Uncle Andy found myriad ways to play with his food, mostly for my entertainment. He’d fashion a lumpy volcano from his mashed potatoes and fill the crater with gravy. With his fork, he’d bulldoze a serving of savoury mince into a variety of 3-D shapes. And one by one, he’d herd a pile of limp grey beans off his plate and into hiding in his serviette. “You still have to eat them,” Nan’d admonish her younger brother, already in his 60s. “Don’t think I didn’t see you.”
Uncle Andy was what Mum called a ‘confirmed bachelor,’ using bad manners, isolation and avoidance to keep lady-suitors at bay. Nan maintained he was yet to be seduced by feminine wiles. The rest of the family called him Handy-Andy, but I never saw him build anything. I just admired his cheek.
In our house, table manners are a hit and miss affair. I hear myself parroting the nagging mantras of my childhood: “Elbows off the table, sit up straight, chew with your mouth closed, don’t talk with your mouth full.” And for my teenager’s benefit: “Get that phone off the table!”
My middle lad, aged eight, drives me mad, using his fingers as a fork. I start on him nicely: “Fork in your left hand, knife in your right, darling. You’ve got them the wrong way round. That’s it. Prongs down.” His fingers creep onto his plate again. “For goodness sake!” I cry. “Eat like that, and you won’t be invited anywhere!” Call me a prig but the hallmark of civilisation is that we don’t eat like animals.
These days, too often, we’re eating distractedly in front of the telly. Meals have become solitary occasions instead of social ones. Manners are forgotten as we wolf down a curry watching re-runs of Antiques Roadshow. Dinner-time used to be for round table discussions of the day’s obstacles and adventures.
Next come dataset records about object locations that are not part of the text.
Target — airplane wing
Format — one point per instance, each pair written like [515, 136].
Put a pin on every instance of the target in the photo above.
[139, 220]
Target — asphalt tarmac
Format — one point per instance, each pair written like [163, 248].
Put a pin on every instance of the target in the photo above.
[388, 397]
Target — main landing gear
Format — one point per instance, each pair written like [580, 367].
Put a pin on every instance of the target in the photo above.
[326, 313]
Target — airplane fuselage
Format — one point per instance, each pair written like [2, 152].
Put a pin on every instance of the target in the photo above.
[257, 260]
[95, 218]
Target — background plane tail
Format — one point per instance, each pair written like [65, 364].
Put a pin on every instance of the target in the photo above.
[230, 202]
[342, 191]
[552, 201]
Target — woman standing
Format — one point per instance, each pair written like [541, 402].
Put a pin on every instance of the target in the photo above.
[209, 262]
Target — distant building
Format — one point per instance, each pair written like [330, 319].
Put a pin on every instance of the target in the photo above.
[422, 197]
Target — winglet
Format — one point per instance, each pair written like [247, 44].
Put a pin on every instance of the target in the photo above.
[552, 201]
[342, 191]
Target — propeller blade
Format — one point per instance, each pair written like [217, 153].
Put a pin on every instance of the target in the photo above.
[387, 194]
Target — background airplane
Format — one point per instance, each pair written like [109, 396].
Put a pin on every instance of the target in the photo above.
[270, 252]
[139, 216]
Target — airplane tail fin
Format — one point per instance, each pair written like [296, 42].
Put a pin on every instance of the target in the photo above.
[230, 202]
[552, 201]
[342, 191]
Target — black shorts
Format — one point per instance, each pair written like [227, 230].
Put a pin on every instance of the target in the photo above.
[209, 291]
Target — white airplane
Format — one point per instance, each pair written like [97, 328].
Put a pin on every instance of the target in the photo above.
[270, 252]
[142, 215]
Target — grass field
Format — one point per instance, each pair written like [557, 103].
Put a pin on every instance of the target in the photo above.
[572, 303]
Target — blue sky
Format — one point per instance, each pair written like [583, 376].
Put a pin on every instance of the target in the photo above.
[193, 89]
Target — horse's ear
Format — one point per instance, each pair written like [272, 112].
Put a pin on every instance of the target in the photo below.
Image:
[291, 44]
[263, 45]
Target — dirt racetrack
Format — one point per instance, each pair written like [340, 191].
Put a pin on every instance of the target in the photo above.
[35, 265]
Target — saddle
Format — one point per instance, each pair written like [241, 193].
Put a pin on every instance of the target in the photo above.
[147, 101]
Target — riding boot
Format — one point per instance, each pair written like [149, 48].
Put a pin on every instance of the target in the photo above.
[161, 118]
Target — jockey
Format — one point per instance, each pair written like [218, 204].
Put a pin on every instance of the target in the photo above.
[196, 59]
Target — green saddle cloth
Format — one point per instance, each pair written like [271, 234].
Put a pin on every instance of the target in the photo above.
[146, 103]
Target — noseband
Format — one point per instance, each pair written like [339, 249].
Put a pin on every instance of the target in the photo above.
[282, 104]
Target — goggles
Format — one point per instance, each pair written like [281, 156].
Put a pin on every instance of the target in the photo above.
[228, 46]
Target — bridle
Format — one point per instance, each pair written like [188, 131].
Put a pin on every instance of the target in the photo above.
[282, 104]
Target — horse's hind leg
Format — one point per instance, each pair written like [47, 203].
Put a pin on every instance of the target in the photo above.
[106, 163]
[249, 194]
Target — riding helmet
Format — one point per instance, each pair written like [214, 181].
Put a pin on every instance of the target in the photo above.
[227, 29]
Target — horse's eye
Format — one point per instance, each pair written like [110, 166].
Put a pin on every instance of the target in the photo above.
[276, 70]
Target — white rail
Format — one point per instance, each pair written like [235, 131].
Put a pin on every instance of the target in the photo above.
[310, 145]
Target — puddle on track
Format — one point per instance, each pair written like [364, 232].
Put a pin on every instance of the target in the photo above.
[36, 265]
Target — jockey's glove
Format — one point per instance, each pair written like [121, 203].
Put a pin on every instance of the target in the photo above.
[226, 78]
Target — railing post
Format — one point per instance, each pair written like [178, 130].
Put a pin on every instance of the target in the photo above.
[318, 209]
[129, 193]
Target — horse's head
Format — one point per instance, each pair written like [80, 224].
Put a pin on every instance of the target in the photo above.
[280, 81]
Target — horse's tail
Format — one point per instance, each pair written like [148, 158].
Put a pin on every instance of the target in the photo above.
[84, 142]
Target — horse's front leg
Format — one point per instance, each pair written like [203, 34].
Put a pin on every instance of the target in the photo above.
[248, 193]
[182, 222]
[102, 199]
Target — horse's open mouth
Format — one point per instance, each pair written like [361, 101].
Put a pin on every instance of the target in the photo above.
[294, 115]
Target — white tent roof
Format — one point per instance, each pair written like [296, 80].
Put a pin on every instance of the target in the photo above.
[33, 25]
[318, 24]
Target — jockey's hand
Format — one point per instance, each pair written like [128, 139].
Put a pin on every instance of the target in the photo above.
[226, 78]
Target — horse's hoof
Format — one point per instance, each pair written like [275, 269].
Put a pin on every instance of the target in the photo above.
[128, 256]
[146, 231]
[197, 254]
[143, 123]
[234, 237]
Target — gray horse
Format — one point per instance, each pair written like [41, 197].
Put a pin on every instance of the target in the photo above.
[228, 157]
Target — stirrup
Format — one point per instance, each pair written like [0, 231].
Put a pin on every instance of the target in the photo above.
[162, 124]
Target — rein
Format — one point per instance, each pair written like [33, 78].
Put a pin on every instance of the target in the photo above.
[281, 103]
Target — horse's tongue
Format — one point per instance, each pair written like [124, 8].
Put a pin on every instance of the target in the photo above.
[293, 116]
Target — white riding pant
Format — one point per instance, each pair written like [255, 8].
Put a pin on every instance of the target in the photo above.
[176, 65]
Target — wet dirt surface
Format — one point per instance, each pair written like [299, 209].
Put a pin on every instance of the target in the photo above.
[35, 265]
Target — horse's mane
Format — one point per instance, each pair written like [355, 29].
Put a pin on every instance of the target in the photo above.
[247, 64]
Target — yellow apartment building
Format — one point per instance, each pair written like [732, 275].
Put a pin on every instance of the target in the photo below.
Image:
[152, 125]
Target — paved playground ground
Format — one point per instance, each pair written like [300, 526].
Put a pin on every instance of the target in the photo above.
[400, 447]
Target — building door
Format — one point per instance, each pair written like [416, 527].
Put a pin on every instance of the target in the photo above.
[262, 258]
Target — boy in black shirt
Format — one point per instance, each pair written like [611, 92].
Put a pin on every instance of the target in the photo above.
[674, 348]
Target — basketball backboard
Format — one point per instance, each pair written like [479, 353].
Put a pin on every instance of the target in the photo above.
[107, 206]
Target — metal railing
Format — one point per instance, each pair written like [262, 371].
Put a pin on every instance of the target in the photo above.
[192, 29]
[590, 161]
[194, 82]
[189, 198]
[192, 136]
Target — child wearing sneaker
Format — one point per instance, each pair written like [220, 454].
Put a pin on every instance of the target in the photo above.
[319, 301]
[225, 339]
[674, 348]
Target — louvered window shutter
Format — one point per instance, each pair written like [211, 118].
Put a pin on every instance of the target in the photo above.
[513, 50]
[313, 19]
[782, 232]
It was a chance to instil the punctilios of politeness in the next generation: the excuse me’s and thank you’s and ‘pass the salt and pepper, please.’
Even on telly, table manners are woeful. As we were watching the final episode of Masterchef last season, celebrity chef Gary Mehigan licked his knife after scraping the sauce off a plate. “Holy cow!” I exclaimed to the corn-fed gourmand beside me on the sofa. “Did you see that?”
“Yeah,” came the reply. “That pork looked undercooked to me.”